Everyone stopped running their own RCS servers and it all goes through Google now. Apple will probably run their own and by indications it will implement the standard strictly–but guess who doesn’t? Google. So it might end up being worse than just having SMS. When things don’t work right, Apple can just shrug and point at the standard and say ‘thats what we do. take it up with google.’
When things don’t work right, Apple can just shrug and point at the standard and say ‘thats what we do. take it up with google.’
And that’s exactly what they should do.
At lease with Apple stepping into RCS it will get better.
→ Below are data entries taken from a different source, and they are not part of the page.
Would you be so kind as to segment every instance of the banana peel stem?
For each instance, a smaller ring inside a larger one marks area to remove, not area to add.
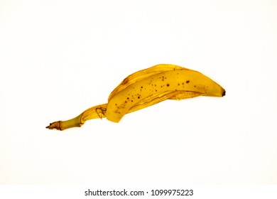
[[[46,129],[63,131],[72,127],[80,127],[87,120],[106,117],[107,106],[107,104],[104,104],[91,107],[75,118],[50,123]]]
[[[81,122],[82,114],[77,117],[68,119],[66,121],[58,121],[50,123],[49,126],[46,127],[48,129],[57,129],[63,131],[72,127],[80,127],[84,123]]]

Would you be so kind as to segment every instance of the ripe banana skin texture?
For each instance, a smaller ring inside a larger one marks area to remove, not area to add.
[[[119,122],[126,114],[166,100],[224,95],[224,88],[197,71],[170,64],[159,64],[126,77],[112,92],[108,103],[91,107],[73,119],[50,123],[46,128],[64,130],[81,127],[89,119],[104,117]]]

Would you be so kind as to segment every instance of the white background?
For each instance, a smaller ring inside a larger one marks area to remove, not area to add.
[[[0,183],[277,183],[277,2],[0,1]],[[46,129],[158,63],[222,98]]]

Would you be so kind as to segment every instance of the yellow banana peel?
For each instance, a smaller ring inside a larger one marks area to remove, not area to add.
[[[225,90],[203,74],[170,64],[159,64],[126,77],[109,95],[108,103],[91,107],[66,121],[50,123],[46,128],[64,130],[81,127],[85,121],[104,118],[119,122],[128,113],[166,100],[197,96],[223,97]]]

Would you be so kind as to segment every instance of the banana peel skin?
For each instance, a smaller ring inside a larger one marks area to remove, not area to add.
[[[166,100],[197,96],[223,97],[225,90],[203,74],[171,64],[159,64],[126,77],[109,95],[108,102],[91,107],[77,117],[50,123],[49,129],[80,127],[87,120],[104,118],[119,122],[126,114]]]

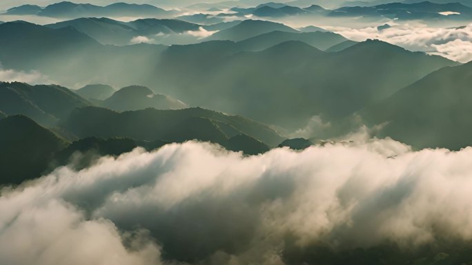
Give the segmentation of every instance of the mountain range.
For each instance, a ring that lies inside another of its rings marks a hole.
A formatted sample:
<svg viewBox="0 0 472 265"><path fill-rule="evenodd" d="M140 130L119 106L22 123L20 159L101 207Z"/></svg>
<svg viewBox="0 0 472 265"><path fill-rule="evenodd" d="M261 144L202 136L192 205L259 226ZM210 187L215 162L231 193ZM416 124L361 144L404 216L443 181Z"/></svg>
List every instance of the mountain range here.
<svg viewBox="0 0 472 265"><path fill-rule="evenodd" d="M156 81L172 86L177 98L288 128L314 115L328 120L349 115L457 64L379 41L338 52L293 41L257 52L239 52L230 42L208 42L172 46L160 58ZM181 72L187 78L180 78ZM213 100L202 96L206 94Z"/></svg>
<svg viewBox="0 0 472 265"><path fill-rule="evenodd" d="M385 123L389 136L417 148L453 150L472 145L472 64L435 71L360 113L370 125ZM425 96L427 95L427 96Z"/></svg>
<svg viewBox="0 0 472 265"><path fill-rule="evenodd" d="M10 15L37 15L55 18L79 18L90 17L163 17L168 11L151 5L115 3L106 6L90 3L75 3L63 1L45 8L35 5L23 5L7 10Z"/></svg>

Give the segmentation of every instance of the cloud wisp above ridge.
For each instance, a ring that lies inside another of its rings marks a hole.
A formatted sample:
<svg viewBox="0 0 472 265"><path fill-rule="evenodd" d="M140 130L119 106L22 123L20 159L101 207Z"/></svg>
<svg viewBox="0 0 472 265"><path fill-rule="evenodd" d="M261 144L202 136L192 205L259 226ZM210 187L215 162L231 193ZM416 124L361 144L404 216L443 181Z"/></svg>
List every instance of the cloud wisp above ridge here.
<svg viewBox="0 0 472 265"><path fill-rule="evenodd" d="M438 28L413 22L379 30L377 27L353 29L326 26L326 29L356 41L376 39L412 51L440 55L461 63L472 61L472 24Z"/></svg>
<svg viewBox="0 0 472 265"><path fill-rule="evenodd" d="M282 264L288 235L335 249L468 242L471 158L389 139L250 157L137 149L4 188L0 263Z"/></svg>

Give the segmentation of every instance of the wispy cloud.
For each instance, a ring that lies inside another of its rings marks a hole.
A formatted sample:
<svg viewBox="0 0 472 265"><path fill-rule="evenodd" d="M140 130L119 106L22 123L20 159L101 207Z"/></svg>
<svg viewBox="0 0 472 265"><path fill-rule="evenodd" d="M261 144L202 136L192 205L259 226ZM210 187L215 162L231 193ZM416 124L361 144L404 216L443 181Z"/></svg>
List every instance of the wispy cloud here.
<svg viewBox="0 0 472 265"><path fill-rule="evenodd" d="M472 61L472 25L437 28L419 23L391 24L391 28L381 31L377 27L328 28L354 41L377 39L410 50L440 55L462 63Z"/></svg>
<svg viewBox="0 0 472 265"><path fill-rule="evenodd" d="M30 84L50 83L49 77L38 71L29 72L17 71L11 69L6 69L0 63L0 81L3 82L24 82Z"/></svg>

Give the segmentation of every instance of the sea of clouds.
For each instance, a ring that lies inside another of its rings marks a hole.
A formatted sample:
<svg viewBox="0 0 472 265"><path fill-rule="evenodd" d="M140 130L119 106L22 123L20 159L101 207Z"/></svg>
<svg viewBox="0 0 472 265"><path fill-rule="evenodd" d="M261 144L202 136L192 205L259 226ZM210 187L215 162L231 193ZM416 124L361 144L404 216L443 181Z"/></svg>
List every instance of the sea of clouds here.
<svg viewBox="0 0 472 265"><path fill-rule="evenodd" d="M0 264L284 264L287 238L334 250L472 240L470 147L371 139L244 156L188 142L72 168L1 189Z"/></svg>

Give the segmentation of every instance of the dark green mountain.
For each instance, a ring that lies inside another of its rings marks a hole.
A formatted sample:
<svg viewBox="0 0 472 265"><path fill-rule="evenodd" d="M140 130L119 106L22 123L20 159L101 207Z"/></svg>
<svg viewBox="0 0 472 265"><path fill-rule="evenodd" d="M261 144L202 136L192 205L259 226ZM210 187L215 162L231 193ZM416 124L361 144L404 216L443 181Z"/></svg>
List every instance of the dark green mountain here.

Having them contribute research would add more features or at lease actual End to End encryption to the GSM Universal profile. Not just Google and Google Messages.
I think initially RCS features were determined by what Server was hosting it. Google of course wanted everyone to use their profile on their servers… With a great reputation on data retention and privacy Google was of course getting Apples approval.
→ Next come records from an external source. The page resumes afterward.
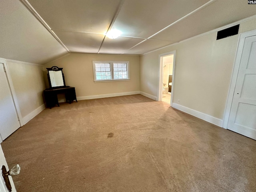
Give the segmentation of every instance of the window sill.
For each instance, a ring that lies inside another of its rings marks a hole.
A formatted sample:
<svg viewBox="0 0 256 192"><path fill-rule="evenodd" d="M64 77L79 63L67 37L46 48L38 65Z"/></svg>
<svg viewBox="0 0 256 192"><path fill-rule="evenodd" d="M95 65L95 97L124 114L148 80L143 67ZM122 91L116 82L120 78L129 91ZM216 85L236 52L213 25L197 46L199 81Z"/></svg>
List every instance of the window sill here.
<svg viewBox="0 0 256 192"><path fill-rule="evenodd" d="M94 83L104 83L105 82L114 82L116 81L128 81L130 79L117 79L116 80L94 80Z"/></svg>

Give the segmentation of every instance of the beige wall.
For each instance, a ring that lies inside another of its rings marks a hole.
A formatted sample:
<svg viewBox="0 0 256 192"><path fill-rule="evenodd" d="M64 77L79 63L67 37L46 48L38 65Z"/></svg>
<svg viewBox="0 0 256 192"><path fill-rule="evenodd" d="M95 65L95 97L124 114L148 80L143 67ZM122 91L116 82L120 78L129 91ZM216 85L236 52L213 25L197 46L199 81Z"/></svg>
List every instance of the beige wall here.
<svg viewBox="0 0 256 192"><path fill-rule="evenodd" d="M7 61L7 63L21 115L24 118L44 104L43 91L45 86L43 68L23 62Z"/></svg>
<svg viewBox="0 0 256 192"><path fill-rule="evenodd" d="M94 83L93 60L129 61L130 80ZM139 56L136 56L70 54L44 67L63 68L66 85L75 87L78 97L139 91Z"/></svg>
<svg viewBox="0 0 256 192"><path fill-rule="evenodd" d="M239 33L256 29L256 19ZM140 56L140 90L157 96L158 55L176 50L173 102L222 119L238 35L216 40L217 32Z"/></svg>

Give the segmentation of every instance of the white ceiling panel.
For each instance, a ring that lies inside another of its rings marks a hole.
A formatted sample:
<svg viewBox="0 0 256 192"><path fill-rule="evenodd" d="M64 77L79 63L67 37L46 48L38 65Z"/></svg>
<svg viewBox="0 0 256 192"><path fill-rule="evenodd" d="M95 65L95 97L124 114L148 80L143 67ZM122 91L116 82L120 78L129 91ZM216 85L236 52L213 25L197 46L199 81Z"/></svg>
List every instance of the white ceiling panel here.
<svg viewBox="0 0 256 192"><path fill-rule="evenodd" d="M218 0L153 38L179 42L253 16L256 6L252 5L245 1Z"/></svg>
<svg viewBox="0 0 256 192"><path fill-rule="evenodd" d="M54 31L71 52L98 52L104 35L62 30Z"/></svg>
<svg viewBox="0 0 256 192"><path fill-rule="evenodd" d="M120 0L28 0L52 29L104 33Z"/></svg>
<svg viewBox="0 0 256 192"><path fill-rule="evenodd" d="M44 64L67 51L17 0L1 0L0 57Z"/></svg>
<svg viewBox="0 0 256 192"><path fill-rule="evenodd" d="M135 54L136 53L138 53L139 54L142 54L175 42L162 40L149 39L144 41L130 50L127 50L124 53Z"/></svg>
<svg viewBox="0 0 256 192"><path fill-rule="evenodd" d="M115 39L106 38L99 53L122 53L143 40L144 40L138 38L122 37L119 37Z"/></svg>
<svg viewBox="0 0 256 192"><path fill-rule="evenodd" d="M147 38L209 0L126 0L113 27L123 35Z"/></svg>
Google finished adding full E2E encryption a few months ago. It’s actually more secure than iMessage now since your RCS messages aren’t stored on the cloud like iMessages. I’m guessing this is also one other reason Apple is adopting RCS.
https://www.theverge.com/2023/8/8/23824800/google-messages-rcs-end-to-end-encryption-default-group
I thought RCS only works with a server present to act as the host. Having things pass through a Google controlled server was the privacy concern. Since they can easily retain that data in its encrypted form. Which they could likely just as easily unencrypt.
While Apple relies on AWS and Azure for their cloud services. I’m sure they have some sort of agreement or control over the data that limits what Amazon and Microsoft could potentially access.
Apple however can’t guarantee the security or privacy of the Apple user when interacting with an Android phone via RCS. I wonder how they will twist a false sense of privacy
On Apple side I don’t see what they have to gain with that. It will cost time and money to implement to help Android users mostly not Apple users.
It’s counterintuitive for a company to invest to support others, but I guess now it’s the end of the polemic.to help Android users mostly not Apple users.
It helps any iPhone user that will message an Android user. The people on both ends benefit from the improved experience here
I’m happy. I have friends with androids who I can’t share pictures and videos with unless it’s third party DMs like Facebook
MMS messaging still works and always has.
Sure, but it compresses the shit out of pictures and videos. For text it’s fine, but media sharing is terrible without RCS, iMessage, or a 3rd party app.
Granted, but the argument was “can’t”, not “the quality is bad”. Also I believe RCS still depends on third party implementations on what the image quality will be, though it’ll definitely be better than MMS.
The majority of people outside the US use WhatsApp as their default messaging app.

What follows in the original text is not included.